Paul Joseph Hurtado, XC103387. Accesible en https://xeno-canto.org/103387.
Hábitat
La Reinita de Kirtland tiene requisitos de hábitat muy específicos, tanto en su área de reproducción como en la de no reproducción. Se reproduce exclusivamente en bosques jóvenes de pino albar. Su hábitat no reproductivo se limita a los matorrales.
- Se reproduce en rodales jóvenes de pino albar, de 6 a 15 años de edad y de 5 a 15 pies de altura, en suelo bien drenado con una densa cubierta vegetal de juncos, arándanos, gayuba y helecho dulce.
- Inverna en matorrales de tierras altas de sucesión temprana, especialmente entre arbustos de salvia silvestre, baya lechosa y antorcha negra.
- A menudo se encuentra en granjas de cabras en la temporada no reproductiva, donde el hábitat de los arbustos se mantiene mediante el pastoreo.
Rango y región
Área específica
Región de los Grandes Lagos, el Caribe
Detalles de la gama
La Reinita de Kirtland tiene una de las áreas de reproducción más pequeñas de todas las aves de Norteamérica. Casi toda su población se reproduce en la zona centro-norte del sur de Michigan, con poblaciones pequeñas pero crecientes en la Península Superior de Michigan, Wisconsin y Ontario, Canadá. Esta especie tiene un área de reproducción no reproductiva igualmente pequeña en las Bahamas y las Islas Turcas y Caicos, y muy raramente en otros lugares.
¿Sabías?
Aunque cada macho defiende un territorio, los territorios individuales de la Reinita de Kirtland tienden a agruparse en el paisaje. La mayoría de las parejas de una población forman parte de una de estas colonias dispersas, que pueden tener hasta 100 machos territoriales.
Historia de vida
La Reinita de Kirtland es especialista en vegetación densa, moviéndose hábilmente entre los matorrales en busca de insectos, meneando la cola constantemente. Los machos declaran su territorio cantando en voz alta desde perchas altas, el único momento en que son fácilmente avistados. Por lo demás, esta hermosa reinita puede ser escurridiza y difícil de avistar entre la densa maleza que prefiere.
Dieta
La Reinita de Kirtland se alimenta espigando lenta y deliberadamente entre las agujas de pino y el follaje de otros árboles, desde el suelo hasta la mitad del dosel. Consume insectos y sus larvas, así como frutos pequeños como los arándanos. A veces, estas aves revolotean para atrapar insectos voladores o presas en las puntas de las ramas.

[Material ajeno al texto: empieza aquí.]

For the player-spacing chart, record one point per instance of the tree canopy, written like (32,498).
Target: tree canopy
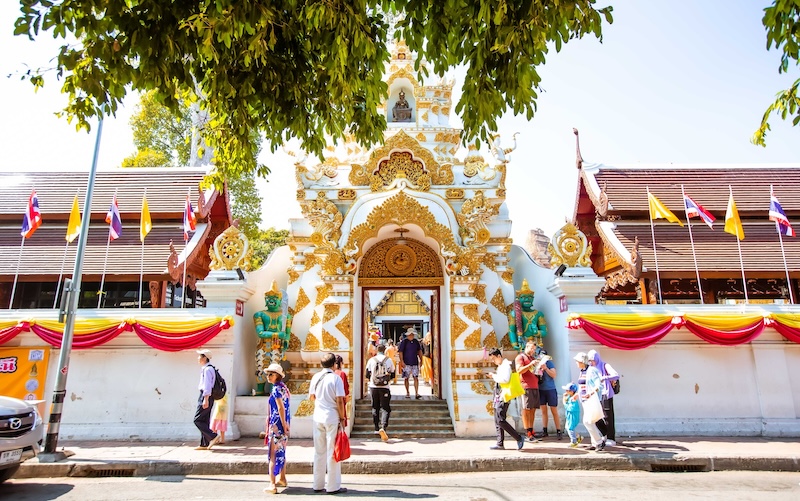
(299,68)
(782,22)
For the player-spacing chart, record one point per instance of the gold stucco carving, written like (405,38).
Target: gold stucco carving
(329,341)
(325,219)
(302,300)
(571,248)
(473,218)
(230,250)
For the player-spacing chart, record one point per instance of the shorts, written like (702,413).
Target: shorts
(548,398)
(530,399)
(410,371)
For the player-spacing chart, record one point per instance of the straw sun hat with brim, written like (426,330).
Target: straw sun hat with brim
(276,368)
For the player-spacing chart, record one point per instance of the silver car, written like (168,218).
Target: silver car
(21,431)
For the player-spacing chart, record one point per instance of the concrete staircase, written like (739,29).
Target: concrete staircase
(428,417)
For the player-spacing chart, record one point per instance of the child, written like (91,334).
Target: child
(572,411)
(219,417)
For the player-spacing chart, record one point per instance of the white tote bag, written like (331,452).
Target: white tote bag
(592,409)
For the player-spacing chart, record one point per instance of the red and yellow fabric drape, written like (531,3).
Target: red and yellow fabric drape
(634,331)
(165,335)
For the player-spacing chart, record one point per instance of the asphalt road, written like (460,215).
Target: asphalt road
(490,486)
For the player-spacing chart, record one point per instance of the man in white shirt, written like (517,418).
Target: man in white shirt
(379,390)
(202,416)
(503,376)
(326,390)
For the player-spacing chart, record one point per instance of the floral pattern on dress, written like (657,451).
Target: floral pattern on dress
(276,435)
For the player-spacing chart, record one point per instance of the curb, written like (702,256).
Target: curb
(530,462)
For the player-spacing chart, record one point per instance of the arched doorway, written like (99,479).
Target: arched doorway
(400,280)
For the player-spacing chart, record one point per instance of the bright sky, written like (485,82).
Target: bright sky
(674,81)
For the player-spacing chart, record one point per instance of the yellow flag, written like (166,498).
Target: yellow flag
(74,224)
(146,224)
(733,224)
(660,211)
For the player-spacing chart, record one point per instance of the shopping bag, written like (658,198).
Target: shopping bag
(592,409)
(512,389)
(341,449)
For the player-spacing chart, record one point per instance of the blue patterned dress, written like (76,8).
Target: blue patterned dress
(275,433)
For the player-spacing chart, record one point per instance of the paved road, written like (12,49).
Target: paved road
(489,486)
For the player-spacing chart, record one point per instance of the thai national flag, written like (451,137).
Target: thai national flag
(32,218)
(694,209)
(189,219)
(776,214)
(114,221)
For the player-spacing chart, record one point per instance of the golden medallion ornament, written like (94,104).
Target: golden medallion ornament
(231,250)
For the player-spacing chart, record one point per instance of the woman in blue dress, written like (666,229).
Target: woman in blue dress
(278,417)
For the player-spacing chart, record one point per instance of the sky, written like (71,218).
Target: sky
(673,82)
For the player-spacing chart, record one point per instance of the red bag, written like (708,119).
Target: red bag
(341,449)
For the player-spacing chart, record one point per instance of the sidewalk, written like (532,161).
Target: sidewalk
(247,456)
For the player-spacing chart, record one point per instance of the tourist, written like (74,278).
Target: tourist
(502,376)
(219,417)
(380,370)
(572,413)
(327,392)
(608,376)
(278,418)
(589,385)
(410,351)
(525,362)
(548,396)
(202,416)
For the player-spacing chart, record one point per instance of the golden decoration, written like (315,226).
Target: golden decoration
(230,250)
(302,300)
(360,174)
(345,326)
(454,193)
(325,219)
(474,216)
(471,312)
(490,341)
(480,388)
(329,342)
(323,291)
(403,209)
(498,302)
(571,248)
(294,342)
(473,341)
(306,408)
(331,312)
(312,343)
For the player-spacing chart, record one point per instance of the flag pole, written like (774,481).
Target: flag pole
(185,251)
(655,254)
(783,253)
(141,270)
(105,261)
(16,274)
(691,239)
(741,261)
(60,274)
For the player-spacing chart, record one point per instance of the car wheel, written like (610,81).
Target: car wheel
(8,473)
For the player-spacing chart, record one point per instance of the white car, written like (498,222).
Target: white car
(21,430)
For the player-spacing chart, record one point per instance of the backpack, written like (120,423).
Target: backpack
(381,375)
(220,388)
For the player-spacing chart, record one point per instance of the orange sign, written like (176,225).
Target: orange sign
(23,372)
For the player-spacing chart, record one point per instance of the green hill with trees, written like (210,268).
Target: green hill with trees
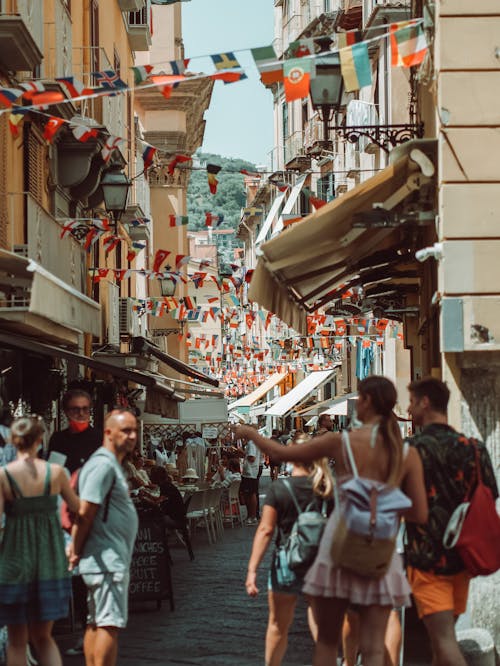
(230,197)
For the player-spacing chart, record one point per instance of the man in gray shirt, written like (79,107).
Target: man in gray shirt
(104,536)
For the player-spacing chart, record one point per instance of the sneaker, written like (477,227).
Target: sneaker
(76,650)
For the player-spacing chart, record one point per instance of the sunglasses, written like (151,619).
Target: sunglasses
(78,410)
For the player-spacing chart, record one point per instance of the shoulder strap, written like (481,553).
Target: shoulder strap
(107,500)
(347,444)
(288,486)
(46,489)
(16,491)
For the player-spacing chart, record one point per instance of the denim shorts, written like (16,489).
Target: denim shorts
(294,586)
(107,599)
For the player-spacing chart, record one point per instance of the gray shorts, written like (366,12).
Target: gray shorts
(107,599)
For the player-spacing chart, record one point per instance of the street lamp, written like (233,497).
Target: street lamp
(115,187)
(326,91)
(167,284)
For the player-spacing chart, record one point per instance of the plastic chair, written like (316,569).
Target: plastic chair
(198,509)
(233,504)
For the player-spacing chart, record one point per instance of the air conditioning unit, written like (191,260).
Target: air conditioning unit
(128,319)
(21,250)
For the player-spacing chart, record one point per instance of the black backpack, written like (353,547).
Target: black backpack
(301,546)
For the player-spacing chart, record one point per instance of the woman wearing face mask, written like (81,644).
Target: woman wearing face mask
(34,581)
(79,440)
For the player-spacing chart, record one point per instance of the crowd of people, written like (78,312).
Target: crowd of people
(435,469)
(103,481)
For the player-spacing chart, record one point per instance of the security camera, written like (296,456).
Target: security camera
(434,251)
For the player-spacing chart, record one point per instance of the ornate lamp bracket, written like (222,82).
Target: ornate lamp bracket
(385,137)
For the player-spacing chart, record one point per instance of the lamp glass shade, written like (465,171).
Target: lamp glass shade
(167,286)
(115,186)
(326,87)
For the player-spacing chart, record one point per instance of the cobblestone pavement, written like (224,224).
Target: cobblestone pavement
(214,622)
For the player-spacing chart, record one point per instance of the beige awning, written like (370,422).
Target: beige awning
(32,295)
(303,268)
(259,392)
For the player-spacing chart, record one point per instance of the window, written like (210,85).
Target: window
(94,35)
(286,130)
(326,187)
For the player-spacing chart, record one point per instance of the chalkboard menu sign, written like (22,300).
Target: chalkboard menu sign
(150,569)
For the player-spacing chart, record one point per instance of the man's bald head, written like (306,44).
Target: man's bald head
(120,432)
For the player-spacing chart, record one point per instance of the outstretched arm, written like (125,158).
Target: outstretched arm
(317,447)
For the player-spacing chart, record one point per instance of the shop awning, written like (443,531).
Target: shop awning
(33,296)
(273,211)
(141,345)
(150,380)
(349,241)
(259,392)
(336,407)
(286,403)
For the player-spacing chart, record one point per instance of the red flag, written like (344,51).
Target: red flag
(160,257)
(177,160)
(52,127)
(101,274)
(316,202)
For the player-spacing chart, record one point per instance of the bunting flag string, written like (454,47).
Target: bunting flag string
(407,40)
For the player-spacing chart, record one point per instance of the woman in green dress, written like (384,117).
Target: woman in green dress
(35,583)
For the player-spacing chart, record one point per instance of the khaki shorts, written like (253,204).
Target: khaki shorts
(434,593)
(107,599)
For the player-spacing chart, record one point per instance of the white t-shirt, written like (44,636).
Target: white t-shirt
(251,469)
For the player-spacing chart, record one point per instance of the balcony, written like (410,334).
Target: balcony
(63,257)
(379,13)
(21,36)
(314,141)
(351,15)
(295,154)
(139,28)
(131,5)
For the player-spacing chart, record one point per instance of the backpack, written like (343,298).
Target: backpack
(474,528)
(301,546)
(368,517)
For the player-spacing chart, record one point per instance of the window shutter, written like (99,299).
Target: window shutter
(4,199)
(36,161)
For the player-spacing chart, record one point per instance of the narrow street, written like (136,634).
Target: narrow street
(214,622)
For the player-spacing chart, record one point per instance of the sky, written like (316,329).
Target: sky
(239,120)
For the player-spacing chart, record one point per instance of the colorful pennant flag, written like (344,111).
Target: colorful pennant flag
(348,38)
(142,73)
(109,243)
(112,143)
(83,132)
(297,76)
(9,95)
(14,121)
(148,157)
(224,61)
(178,220)
(178,159)
(266,60)
(108,79)
(210,218)
(52,127)
(134,250)
(72,87)
(408,44)
(355,66)
(160,257)
(212,171)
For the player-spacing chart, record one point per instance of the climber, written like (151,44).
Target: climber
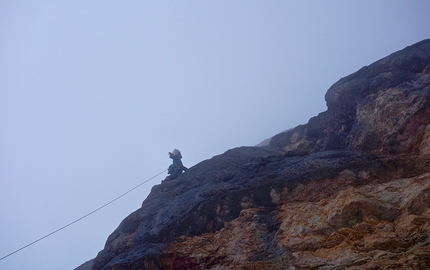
(176,168)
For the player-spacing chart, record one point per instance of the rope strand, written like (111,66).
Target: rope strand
(73,222)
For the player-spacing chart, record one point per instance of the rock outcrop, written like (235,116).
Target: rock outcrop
(348,190)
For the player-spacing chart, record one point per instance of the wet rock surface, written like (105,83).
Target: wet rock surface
(348,190)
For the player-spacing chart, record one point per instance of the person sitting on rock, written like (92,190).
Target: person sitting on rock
(177,167)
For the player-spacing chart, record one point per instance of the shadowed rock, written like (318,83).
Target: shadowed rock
(347,190)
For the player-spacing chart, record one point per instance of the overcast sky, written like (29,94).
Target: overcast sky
(93,94)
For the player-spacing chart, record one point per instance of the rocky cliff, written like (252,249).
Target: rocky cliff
(348,190)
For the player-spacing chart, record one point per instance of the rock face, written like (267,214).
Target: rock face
(348,190)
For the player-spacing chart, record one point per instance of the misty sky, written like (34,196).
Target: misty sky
(93,94)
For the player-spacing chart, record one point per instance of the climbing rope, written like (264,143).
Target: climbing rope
(73,222)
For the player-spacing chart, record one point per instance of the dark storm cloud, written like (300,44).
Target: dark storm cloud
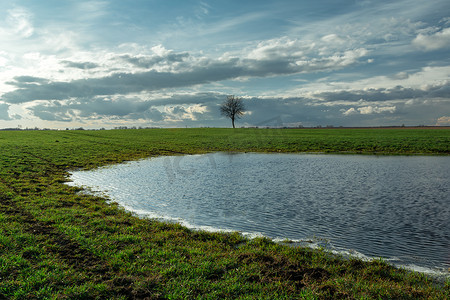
(4,115)
(201,71)
(122,83)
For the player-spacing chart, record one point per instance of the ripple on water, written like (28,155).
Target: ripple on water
(390,206)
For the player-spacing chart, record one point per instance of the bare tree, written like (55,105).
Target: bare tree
(232,108)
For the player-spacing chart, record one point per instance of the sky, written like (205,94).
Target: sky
(171,63)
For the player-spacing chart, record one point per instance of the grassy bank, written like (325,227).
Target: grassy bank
(58,243)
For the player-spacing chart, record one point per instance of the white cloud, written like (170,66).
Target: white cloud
(443,121)
(19,20)
(349,112)
(367,110)
(435,41)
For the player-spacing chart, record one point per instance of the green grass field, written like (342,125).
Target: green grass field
(58,243)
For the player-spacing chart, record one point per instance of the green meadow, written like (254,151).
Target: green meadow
(57,242)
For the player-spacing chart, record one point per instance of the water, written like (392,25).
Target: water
(395,207)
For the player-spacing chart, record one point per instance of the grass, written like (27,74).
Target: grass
(57,243)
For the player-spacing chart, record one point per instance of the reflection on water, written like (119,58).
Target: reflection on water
(395,207)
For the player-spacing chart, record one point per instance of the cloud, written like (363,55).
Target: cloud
(384,94)
(4,115)
(19,20)
(181,70)
(367,110)
(443,121)
(434,41)
(80,65)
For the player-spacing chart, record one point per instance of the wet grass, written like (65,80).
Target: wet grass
(57,243)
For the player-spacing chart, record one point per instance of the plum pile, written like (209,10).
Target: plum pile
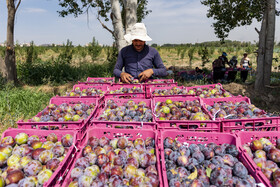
(173,91)
(267,157)
(180,110)
(28,161)
(123,90)
(200,165)
(235,110)
(101,80)
(85,92)
(65,112)
(116,162)
(128,111)
(215,92)
(155,81)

Al igual que otras especies migratorias neotropicales, como la Bolsera de Baltimore y la Reinita de Tennessee, la Reinita de Kirtland consume una cantidad considerable de fruta en sus zonas no reproductivas.
Noviazgo
Los machos de la Reinita de Kirtland regresan primero a sus zonas de reproducción para establecer territorios, pero las hembras los siguen de cerca. Si bien la capacidad de canto y otros factores probablemente influyen en la elección de pareja de las hembras, los investigadores creen que la calidad del hábitat es el factor más importante para esta especie tan especial. Una vez que la hembra elige un lugar para anidar, su pareja puede traerle alimento, como insectos. Él continuará alimentándola mientras ella incuba o cría a sus crías.
Anidación
La Reinita de Kirtland anida en el suelo, en arboledas de pinos jóvenes. Las ramas inferiores proporcionan refugio para los nidos y los polluelos, además de espacio para alimentarse para las hembras que incuban. Las hembras de Reinita de Kirtland primero crean una depresión en el suelo arenoso y luego construyen un nido en forma de copa abierta con hierbas, juncos, agujas de pino y hojas. Su nido queda bien oculto por las hierbas y otra vegetación baja.
Huevos y crías
La hembra pone de tres a seis huevos y luego se encarga de la mayor parte de la incubación, mientras su pareja le lleva el alimento. Los huevos eclosionan después de unas dos semanas, y ambos padres ayudan a cuidar a las crías. Las crías crecen rápidamente y abandonan el nido solo unos diez días después de la eclosión. Durante este período, los padres continúan cuidando a sus crías hasta que se independizan.